|Publication number||US20050012817 A1|
|Application number||US 10/620,247|
|Publication date||Jan 20, 2005|
|Filing date||Jul 15, 2003|
|Priority date||Jul 15, 2003|
|Publication number||10620247, 620247, US 2005/0012817 A1, US 2005/012817 A1, US 20050012817 A1, US 20050012817A1, US 2005012817 A1, US 2005012817A1, US-A1-20050012817, US-A1-2005012817, US2005/0012817A1, US2005/012817A1, US20050012817 A1, US20050012817A1, US2005012817 A1, US2005012817A1|
|Inventors||Arun Hampapur, Sharathchandra Pankanti, Andrew Senior, Ying-Li Tian, Lisa Brown, Rudolf Bolle|
|Original Assignee||International Business Machines Corporation|
|Export Citation||BiBTeX, EndNote, RefMan|
|Patent Citations (3), Referenced by (72), Classifications (9), Legal Events (1)|
|External Links: USPTO, USPTO Assignment, Espacenet|
1. Field of the Invention
This invention relates to a surveillance system and method and, more specifically, to surveillance of one or more selected objects in a three dimensional space, where information is gathered about the selected objects.

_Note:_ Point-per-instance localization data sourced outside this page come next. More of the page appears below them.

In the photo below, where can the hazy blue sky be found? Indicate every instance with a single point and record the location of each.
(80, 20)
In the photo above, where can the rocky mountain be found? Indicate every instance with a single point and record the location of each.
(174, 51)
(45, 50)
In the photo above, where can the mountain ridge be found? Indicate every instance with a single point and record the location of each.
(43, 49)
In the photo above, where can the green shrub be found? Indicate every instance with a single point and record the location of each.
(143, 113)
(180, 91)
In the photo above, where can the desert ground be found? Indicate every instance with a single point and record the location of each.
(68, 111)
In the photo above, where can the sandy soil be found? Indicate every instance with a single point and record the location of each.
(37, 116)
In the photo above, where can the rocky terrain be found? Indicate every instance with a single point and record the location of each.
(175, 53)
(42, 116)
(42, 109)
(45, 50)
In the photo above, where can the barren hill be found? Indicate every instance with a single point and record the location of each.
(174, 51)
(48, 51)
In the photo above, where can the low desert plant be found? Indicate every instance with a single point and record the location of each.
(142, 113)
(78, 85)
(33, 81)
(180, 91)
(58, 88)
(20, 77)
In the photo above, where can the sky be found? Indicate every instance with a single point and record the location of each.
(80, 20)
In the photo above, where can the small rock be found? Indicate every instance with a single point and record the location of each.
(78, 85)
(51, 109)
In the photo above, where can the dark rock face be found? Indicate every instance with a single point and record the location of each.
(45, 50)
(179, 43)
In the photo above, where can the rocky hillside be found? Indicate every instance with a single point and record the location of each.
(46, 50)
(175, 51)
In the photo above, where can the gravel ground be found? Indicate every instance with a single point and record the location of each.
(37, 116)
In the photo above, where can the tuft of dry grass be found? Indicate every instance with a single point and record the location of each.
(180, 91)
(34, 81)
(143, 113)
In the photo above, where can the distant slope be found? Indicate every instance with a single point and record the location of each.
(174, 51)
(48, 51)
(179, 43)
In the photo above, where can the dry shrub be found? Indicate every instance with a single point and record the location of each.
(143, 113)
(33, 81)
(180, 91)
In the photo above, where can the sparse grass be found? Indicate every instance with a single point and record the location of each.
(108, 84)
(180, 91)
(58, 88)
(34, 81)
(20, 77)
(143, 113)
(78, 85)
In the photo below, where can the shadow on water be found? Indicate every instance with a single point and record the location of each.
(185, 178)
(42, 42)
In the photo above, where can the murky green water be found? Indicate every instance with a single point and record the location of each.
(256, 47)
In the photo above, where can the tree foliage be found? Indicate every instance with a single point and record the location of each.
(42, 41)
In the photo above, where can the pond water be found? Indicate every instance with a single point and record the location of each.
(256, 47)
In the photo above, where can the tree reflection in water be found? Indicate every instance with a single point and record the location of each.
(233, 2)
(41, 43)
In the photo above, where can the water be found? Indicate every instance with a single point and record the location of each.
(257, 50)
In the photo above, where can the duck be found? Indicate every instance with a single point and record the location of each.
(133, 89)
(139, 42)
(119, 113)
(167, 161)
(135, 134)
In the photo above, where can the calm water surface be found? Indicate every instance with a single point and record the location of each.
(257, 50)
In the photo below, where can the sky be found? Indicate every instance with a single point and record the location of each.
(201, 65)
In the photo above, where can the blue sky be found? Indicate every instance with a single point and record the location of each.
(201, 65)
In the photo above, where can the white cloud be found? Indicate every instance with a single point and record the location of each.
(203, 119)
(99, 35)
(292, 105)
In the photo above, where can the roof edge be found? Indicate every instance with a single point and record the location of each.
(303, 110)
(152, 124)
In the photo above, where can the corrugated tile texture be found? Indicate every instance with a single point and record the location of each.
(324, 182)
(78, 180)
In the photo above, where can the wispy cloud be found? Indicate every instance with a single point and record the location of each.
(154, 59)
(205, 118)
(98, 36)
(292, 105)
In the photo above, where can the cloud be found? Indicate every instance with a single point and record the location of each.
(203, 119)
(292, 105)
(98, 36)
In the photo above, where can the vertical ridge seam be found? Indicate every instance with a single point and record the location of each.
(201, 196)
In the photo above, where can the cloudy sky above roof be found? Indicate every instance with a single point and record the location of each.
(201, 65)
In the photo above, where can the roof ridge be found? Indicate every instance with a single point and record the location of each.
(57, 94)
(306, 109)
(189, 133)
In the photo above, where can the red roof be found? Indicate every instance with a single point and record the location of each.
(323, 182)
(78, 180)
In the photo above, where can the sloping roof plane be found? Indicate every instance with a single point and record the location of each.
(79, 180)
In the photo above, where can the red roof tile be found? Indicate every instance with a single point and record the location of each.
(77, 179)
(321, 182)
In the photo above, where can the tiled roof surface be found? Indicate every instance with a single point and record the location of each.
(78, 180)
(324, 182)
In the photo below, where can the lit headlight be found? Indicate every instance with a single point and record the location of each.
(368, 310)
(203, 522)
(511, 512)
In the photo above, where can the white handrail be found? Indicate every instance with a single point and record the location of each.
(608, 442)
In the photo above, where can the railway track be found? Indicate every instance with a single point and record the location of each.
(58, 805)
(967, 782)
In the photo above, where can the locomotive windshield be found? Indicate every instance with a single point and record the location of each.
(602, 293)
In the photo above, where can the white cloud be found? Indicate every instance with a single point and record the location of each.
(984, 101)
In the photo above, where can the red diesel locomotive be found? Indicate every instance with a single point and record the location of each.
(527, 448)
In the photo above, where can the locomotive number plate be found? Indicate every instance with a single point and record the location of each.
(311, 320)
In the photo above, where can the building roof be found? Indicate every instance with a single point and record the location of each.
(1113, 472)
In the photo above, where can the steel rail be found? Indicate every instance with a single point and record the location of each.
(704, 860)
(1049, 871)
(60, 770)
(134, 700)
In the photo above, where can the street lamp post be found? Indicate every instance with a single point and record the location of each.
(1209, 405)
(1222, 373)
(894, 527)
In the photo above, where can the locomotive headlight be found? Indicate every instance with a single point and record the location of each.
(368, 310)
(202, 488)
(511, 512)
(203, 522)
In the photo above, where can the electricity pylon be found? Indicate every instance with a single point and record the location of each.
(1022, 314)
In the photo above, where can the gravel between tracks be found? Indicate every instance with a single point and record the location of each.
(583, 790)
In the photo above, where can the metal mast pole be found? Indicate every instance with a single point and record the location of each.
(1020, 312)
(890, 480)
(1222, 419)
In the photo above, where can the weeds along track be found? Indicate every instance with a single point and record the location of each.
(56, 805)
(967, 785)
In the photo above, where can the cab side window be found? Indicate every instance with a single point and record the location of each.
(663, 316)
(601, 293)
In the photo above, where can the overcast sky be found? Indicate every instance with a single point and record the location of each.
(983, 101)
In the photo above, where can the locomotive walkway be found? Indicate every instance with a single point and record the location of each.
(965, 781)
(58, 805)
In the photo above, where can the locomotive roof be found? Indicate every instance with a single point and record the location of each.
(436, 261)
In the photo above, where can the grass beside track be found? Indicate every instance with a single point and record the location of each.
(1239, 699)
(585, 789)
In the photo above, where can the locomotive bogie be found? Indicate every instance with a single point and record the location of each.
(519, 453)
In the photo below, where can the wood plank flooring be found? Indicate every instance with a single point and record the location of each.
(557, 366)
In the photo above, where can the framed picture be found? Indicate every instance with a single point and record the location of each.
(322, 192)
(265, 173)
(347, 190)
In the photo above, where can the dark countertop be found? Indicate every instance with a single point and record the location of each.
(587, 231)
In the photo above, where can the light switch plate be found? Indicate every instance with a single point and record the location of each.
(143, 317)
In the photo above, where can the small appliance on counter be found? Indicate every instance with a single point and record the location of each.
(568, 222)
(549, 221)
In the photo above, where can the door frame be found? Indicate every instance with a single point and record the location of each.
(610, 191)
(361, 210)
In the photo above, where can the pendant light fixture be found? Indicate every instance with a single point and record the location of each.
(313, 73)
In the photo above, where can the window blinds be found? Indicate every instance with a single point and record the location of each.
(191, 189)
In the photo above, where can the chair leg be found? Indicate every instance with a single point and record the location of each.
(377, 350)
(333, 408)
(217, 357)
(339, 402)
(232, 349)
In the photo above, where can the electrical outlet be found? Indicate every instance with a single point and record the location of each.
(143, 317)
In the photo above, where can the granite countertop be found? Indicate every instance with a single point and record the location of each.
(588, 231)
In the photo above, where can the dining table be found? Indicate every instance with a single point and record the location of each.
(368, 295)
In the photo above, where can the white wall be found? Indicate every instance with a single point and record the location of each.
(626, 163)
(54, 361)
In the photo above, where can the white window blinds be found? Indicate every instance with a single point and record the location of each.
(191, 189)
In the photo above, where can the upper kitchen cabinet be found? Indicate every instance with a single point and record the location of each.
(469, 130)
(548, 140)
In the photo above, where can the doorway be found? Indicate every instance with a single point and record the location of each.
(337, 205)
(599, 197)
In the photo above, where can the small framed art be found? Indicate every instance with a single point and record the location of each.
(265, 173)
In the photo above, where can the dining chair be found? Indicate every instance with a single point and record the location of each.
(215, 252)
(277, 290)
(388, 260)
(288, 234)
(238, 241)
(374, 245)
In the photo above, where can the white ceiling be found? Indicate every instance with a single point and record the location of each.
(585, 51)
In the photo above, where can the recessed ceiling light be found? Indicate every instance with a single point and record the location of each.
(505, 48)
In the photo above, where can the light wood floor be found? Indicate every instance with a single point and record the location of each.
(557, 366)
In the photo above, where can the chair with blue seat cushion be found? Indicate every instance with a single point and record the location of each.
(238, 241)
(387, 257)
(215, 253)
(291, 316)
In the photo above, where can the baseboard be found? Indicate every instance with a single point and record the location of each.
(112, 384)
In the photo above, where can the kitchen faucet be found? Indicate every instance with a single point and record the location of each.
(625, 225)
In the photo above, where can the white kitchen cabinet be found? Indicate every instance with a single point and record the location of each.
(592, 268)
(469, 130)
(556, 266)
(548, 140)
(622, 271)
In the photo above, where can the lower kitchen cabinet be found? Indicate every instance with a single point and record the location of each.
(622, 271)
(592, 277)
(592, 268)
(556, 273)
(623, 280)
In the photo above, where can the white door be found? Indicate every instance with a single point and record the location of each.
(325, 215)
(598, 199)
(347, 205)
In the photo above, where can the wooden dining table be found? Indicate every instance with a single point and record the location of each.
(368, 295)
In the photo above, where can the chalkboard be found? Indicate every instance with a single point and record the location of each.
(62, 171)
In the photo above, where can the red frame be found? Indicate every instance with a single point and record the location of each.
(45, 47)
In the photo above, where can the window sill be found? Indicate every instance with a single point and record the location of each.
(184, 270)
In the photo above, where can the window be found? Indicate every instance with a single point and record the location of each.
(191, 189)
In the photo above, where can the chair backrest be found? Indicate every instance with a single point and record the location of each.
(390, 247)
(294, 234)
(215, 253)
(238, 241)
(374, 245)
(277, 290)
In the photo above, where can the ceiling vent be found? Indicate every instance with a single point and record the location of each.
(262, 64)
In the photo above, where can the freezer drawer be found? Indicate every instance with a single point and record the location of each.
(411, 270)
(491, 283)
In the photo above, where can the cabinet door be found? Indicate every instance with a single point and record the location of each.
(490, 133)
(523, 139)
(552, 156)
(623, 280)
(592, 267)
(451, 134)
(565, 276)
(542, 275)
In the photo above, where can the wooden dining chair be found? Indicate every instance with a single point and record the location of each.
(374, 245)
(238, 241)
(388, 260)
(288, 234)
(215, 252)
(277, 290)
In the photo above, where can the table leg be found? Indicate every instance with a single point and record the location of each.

2. Description of the Related Art
Visual tracking of moving objects is a very active area of research. However, there are relatively few efforts underway today that address the issue of multi-scale imaging. Some of these efforts include Peixoto, Batista and Araujo, “A Surveillance System Combining Peripheral and Foveated Motion Tracking,” ICPR, 1998, which discusses a system that uses a wide-angle camera to detect people in a scene. Peixoto et al. uses a ground plane assumption to infer 3D position of a person under observation. This 3D position is then used to initialize a binocular-active camera to track the person. Optic flow from the binocular camera images is then used in smooth pursuit of the target.
Another study, by Collins, Lipton, Fujiyoshi, and Kanade, “Algorithms for cooperative multisensor surveillance,” Proc. IEEE, Vol. 89, No. 10, October 2001, presents a wide area surveillance system using multiple cooperative sensors. The goal of Collins et al. system is to provide seamless coverage of extended areas of space under surveillance using a network of sensors. That system uses background subtraction to detect objects or targets under observation, and normalized cross correlation to track such targets between frames and classify them into people and different types of objects such as vehicles.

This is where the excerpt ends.